SQL Server プロセスダンプの採取


 

 

神谷 雅紀
Escalation Engineer

 

SQL Server データベースエンジンプロセス (プロセス名 sqlservr.exe) のプロセスダンプを採取する方法です。SQL Server 製品に付属の sqldumper.exe を使用することで、デバッガ等を追加インストールすることなく、かつ、データベースのデータを含まない形のダンプの採取が可能です。

 

手順1

How to use Powershell script to generate a dump file の Code details をクリックし、Powershell ソースコードをファイル名  SQLDumpHelper.ps1 ファイルとして、プロセスダンプ採取の対象となるSQL Serverが実行されているサーバーに保存します。

How to use the Sqldumper.exe utility to generate a dump file in SQL Server
https://support.microsoft.com/en-us/help/917825/how-to-use-the-sqldumper-exe-utility-to-generate-a-dump-file-in-sql-se

 

手順2

Windows キー + Q を押下し、Windows Powershell と入力します。

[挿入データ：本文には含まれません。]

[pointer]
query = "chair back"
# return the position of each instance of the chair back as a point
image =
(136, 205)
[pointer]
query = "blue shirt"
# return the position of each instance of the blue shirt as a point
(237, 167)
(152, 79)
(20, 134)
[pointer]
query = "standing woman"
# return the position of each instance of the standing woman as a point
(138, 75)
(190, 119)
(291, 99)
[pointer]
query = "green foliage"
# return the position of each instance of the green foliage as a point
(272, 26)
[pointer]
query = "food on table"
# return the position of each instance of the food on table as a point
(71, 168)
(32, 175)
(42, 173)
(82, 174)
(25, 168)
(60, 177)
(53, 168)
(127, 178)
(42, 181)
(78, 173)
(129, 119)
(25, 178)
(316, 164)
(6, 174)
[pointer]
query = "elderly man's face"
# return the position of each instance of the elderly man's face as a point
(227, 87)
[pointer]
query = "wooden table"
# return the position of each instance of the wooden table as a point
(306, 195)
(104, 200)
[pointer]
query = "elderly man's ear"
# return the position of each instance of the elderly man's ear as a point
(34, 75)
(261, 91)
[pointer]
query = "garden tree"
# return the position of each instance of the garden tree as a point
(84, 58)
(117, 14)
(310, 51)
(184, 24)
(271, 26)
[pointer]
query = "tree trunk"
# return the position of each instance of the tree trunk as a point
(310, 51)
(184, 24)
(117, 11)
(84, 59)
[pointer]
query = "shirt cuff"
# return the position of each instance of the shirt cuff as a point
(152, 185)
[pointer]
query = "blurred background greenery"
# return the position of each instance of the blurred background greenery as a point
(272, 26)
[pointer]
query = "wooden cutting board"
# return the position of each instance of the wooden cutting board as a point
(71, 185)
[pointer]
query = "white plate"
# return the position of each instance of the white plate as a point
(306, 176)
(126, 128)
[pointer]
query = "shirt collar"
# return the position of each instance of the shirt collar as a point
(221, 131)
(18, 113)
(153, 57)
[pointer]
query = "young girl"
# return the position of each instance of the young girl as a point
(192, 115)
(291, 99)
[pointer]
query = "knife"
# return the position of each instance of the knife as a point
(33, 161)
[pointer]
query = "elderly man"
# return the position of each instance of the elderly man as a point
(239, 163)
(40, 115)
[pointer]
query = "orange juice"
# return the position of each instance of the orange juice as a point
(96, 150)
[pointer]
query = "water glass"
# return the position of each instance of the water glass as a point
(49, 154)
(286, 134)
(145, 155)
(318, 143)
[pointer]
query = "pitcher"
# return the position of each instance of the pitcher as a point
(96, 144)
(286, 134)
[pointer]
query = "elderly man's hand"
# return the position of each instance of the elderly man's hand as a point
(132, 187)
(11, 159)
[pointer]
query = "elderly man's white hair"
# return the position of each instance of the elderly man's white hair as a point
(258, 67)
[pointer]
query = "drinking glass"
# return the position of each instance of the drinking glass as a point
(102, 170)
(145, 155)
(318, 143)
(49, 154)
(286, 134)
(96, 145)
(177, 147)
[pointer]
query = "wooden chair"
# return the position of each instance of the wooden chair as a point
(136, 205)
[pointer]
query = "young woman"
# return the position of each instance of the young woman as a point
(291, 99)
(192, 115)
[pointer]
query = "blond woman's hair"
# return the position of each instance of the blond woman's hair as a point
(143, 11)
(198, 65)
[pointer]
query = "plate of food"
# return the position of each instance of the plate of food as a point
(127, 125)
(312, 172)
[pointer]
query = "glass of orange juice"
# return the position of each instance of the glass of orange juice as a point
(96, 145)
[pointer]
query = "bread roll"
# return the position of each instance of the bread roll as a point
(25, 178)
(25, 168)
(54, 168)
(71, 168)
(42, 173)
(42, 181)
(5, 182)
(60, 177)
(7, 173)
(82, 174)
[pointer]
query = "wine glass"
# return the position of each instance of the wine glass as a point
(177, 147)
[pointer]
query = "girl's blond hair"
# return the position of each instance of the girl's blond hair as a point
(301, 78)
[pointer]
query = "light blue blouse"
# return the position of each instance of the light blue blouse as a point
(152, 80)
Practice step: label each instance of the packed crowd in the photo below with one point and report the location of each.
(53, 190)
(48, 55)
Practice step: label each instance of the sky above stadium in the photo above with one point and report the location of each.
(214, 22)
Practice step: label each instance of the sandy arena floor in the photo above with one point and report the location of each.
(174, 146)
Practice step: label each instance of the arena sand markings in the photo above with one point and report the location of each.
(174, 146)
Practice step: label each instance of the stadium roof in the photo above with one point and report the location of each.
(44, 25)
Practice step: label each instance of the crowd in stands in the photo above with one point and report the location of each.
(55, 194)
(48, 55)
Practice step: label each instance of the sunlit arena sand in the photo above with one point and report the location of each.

検索結果の中の Windows Powershell を右クリックし、「管理者として実行」(Run as administrator) をクリックします。

 

手順3

Powershell コンソールで cd コマンドにより SQLDumpHelper.ps1 を保存したフォルダーに移動します。

例: C:\temp\SQLDumpHelper.ps1 として保存した場合
cd C:\temp

 

手順4

Powershell コンソールに .\SQLDumpHelper.ps1 と入力し、Enter を押下します。

 

手順5

プロセスダンプ採取対象の SQL Server プロセスの PID を入力します。

 

clip_image001[7]

 

手順6

採取するダンプのタイプを入力します。各ダンプに含まれるメモリ領域やファイルの目安は以下の通りです。

※ 採取時間やファイルサイズはあくまでも目安です。書き出し先のディスク性能や書き出すデータ量 (メモリサイズ) などに依存して大きく変動します。

ダンプの種類

ダンプファイルに含まれる
メモリ領域

ダンプファイル採取時間の目安

ダンプファイルサイズの目安

1)

Mini-dump

スレッドスタックのみ。

スレッド数に依存。
一般的には数秒から数十秒。

スレッド数に依存。
一般的には数百 KB ~ 数 MB。

2)

Mini-dump with referenced memory

スレッドスタックとそこから参照されているメモリのみ (SQL Server の既定)。

スレッド数に依存。
一般的には数秒から十秒分。

スレッド数に依存。
一般的には数百 KB ~ 数十 MB。

3)

Filtered dump

コミットされているメモリ。ただし、データベースのデータを保持しているメモリを除く。

割り当て済みメモリ量に依存。
一般的には数十秒から数分。

割り当て済みメモリ量に依存。
おおよそ パフォーマンスカウンタの Memory Manager\Total Server Memory から Buffer Manager\Total pages を差し引いたサイズ。

4)

Full dump

コミットされているメモリすべて。

割り当て済みメモリ量に依存。
一般的には数分から数十分。

割り当て済みメモリ量に依存。
おおよそ パフォーマンスカウンタの Memory Manager\Total Server Memory に数百 MB を加えたサイズ。

 

clip_image002

 

手順7

出力先フォルダーを指定します。

 

image

 

手順8

複数回採取する場合は、Y を入力後、採取回数と採取間隔を指定します。

clip_image002[5]

 

正常にダンプが生成されると、コンソールに生成されたダンプファイルのファイル名が表示され、ダンプファイル SQLDmprNNNN.mdmp (NNNN は数字) とログファイル SQLDUMPER_ERRORLOG.log が手順 7 で指定したフォルダーに生成さています。